Flood Risk Flashcards
(34 cards)
Why was the Task Force on Flood Insurance and Relocation established?
To explore solutions for high-risk areas and potential relocation strategies (note that the task force prioritized engagement with Indigenous communities)
Identify 5 priority areas for action under EMS (Emergency Management Strategy)
1) Enhance whole-of-society collaboration and governance to strengthen resilience
2) Improve understanding of disaster risks in all sectors of society
3) Increase focus on whole-of-society disaster prevention and mitigation activities
4) Enhance disaster response capacity and coordination and foster the development of new capabilities
5) Strengthen recovery efforts by building back better to minimize the impacts of future disasters
What does Priority 3 include as a priority outcome?
FPT = priority 3
FPT governments assist in the development of options for sharing the financial risks of disasters
- could include engaging the private sector to develop an affordable private flood insurance model for the entire population, including clear incentives for mitigation of flood risks
Define the term “risk” in the context of disasters
likelihood + the consequence of a specified hazard being realized
Identify 3 problems pertaining to flood insurance in Canada
High cost
(especially for low-income households)
- Recent flood events cause increased premiums and possibly withdrawal of coverage altogether
Low Risk Awareness
- Information about floods, including flood maps, may be unavailable
Misaligned incentives
- Taxpayer-funded DFA programs contribute to moral hazard (because people may rely on that instead of buying insurance)

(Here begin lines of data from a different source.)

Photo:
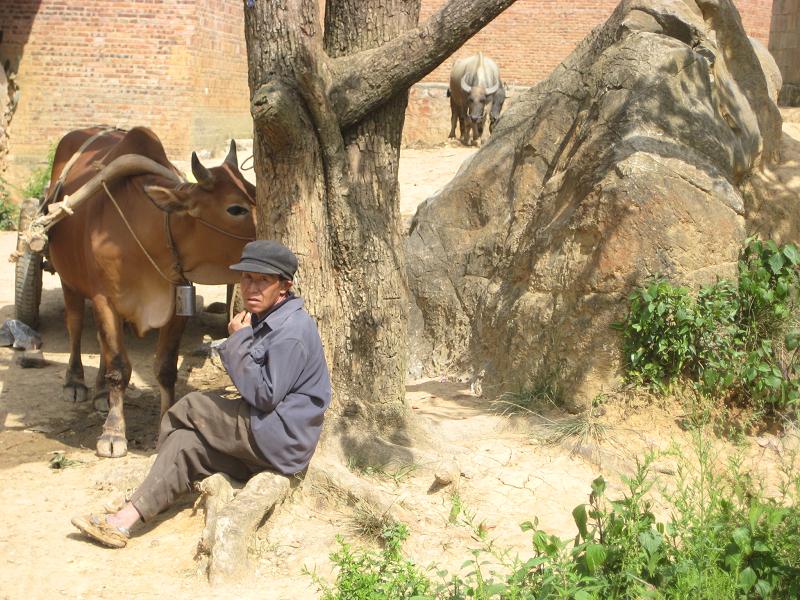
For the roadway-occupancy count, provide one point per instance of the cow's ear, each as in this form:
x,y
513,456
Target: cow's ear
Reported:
x,y
168,199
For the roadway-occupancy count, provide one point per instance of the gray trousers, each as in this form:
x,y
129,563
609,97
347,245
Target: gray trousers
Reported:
x,y
201,434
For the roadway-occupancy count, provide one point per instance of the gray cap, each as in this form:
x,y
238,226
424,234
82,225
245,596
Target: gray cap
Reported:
x,y
269,257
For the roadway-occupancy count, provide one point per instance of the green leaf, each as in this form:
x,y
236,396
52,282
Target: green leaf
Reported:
x,y
741,536
747,579
763,588
599,486
595,557
791,252
650,542
792,339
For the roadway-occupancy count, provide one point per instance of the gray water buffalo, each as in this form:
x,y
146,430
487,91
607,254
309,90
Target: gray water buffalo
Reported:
x,y
497,106
474,81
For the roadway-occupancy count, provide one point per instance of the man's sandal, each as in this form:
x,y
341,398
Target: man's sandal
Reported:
x,y
99,529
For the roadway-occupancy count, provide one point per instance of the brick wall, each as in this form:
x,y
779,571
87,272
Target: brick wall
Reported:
x,y
98,61
220,109
180,66
784,45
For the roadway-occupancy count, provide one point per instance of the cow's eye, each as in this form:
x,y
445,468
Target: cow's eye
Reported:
x,y
237,211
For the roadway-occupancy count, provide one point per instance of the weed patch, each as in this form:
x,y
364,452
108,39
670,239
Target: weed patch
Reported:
x,y
736,341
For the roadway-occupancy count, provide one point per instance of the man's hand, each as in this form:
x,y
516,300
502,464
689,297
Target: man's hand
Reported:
x,y
238,321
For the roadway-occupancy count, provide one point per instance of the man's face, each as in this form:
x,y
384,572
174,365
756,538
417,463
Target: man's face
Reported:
x,y
261,292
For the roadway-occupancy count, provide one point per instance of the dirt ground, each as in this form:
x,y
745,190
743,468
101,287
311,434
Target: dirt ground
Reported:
x,y
509,476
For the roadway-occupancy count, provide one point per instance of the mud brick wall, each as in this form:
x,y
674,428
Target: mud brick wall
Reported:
x,y
176,66
180,66
784,44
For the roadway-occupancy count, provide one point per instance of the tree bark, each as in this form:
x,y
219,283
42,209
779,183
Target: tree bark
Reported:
x,y
329,109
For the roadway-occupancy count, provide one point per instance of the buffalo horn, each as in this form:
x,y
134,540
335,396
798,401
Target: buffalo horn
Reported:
x,y
202,175
231,159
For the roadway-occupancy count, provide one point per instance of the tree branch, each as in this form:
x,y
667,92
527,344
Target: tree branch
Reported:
x,y
365,80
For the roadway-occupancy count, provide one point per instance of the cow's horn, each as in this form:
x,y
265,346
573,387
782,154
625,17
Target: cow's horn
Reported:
x,y
231,159
201,174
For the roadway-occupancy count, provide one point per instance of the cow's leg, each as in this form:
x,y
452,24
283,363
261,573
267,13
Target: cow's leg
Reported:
x,y
166,361
112,442
74,386
100,394
464,122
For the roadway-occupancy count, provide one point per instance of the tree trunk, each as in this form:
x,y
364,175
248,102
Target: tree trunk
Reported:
x,y
329,110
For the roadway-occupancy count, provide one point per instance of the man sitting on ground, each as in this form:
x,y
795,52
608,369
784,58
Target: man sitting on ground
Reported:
x,y
275,358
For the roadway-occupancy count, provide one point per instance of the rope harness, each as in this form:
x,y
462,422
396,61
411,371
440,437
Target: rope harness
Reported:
x,y
177,265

Fully describe 3 problems due to low risk awareness of Canadians in high-risk areas
Moral hazard
(Homeowners, communities, regional/national)
In general:
- A moral hazard is the expectation that governments will provide post-DFA (regardless of poor decisions by individuals and communities on where to build)
In particular:
Homeowners: at the homeowner level, DFA doesn’t encourage risk reduction or insurance purchase
Communities: at the community level, local governments & developers, benefit from property sales & tax revenues, but flood recovery costs fall largerly on other levels of government
Regional & national: Cost-sharing of disaster recovery reduces incentives for risk reduction (which may include expensive infrastructure)
Fully describe 3 problems due to low risk awareness of Canadians in high-risk areas
May not purchase ❌
When and where flood insurance is available, Canadians may not purchase it due to a lack of awareness of their level of flood risk, or they may erroneously assume flood risk is covered by standard home insurance.
Insufficient protection 😷
Homeowners who have purchased optional flood coverage may not have sufficient protection for the amount of risk they face
- Unfortunately, only after an event that homeowners discover they are under/un-insured.
Less likely risk reduction 🛠️
Low-risk awareness means homeowners are less likely to make investments in property-level protections for flooding, whether or not they have insurance.
Briefly describe the concept of FRM (Flood Risk Management) (4)
- An alternative approach to conventional flood control measures
- Promotes the use of non-structural mitigation measures to complement and enhance other types of mitigation
- Stakeholders include: government, industry, communities, non-government organizations, individuals
- An iterative process of: acting, monitoring, reviewing, adapting
Describe the concept of strategic relocation (4)
1) Buy a high-risk property (government if often the buyer)
2) Remove assets from high-risk property
3) Restore site to undeveloped state
4) Repurpose site as green infrastructure to better absorb floodwater (further reduces flood risk)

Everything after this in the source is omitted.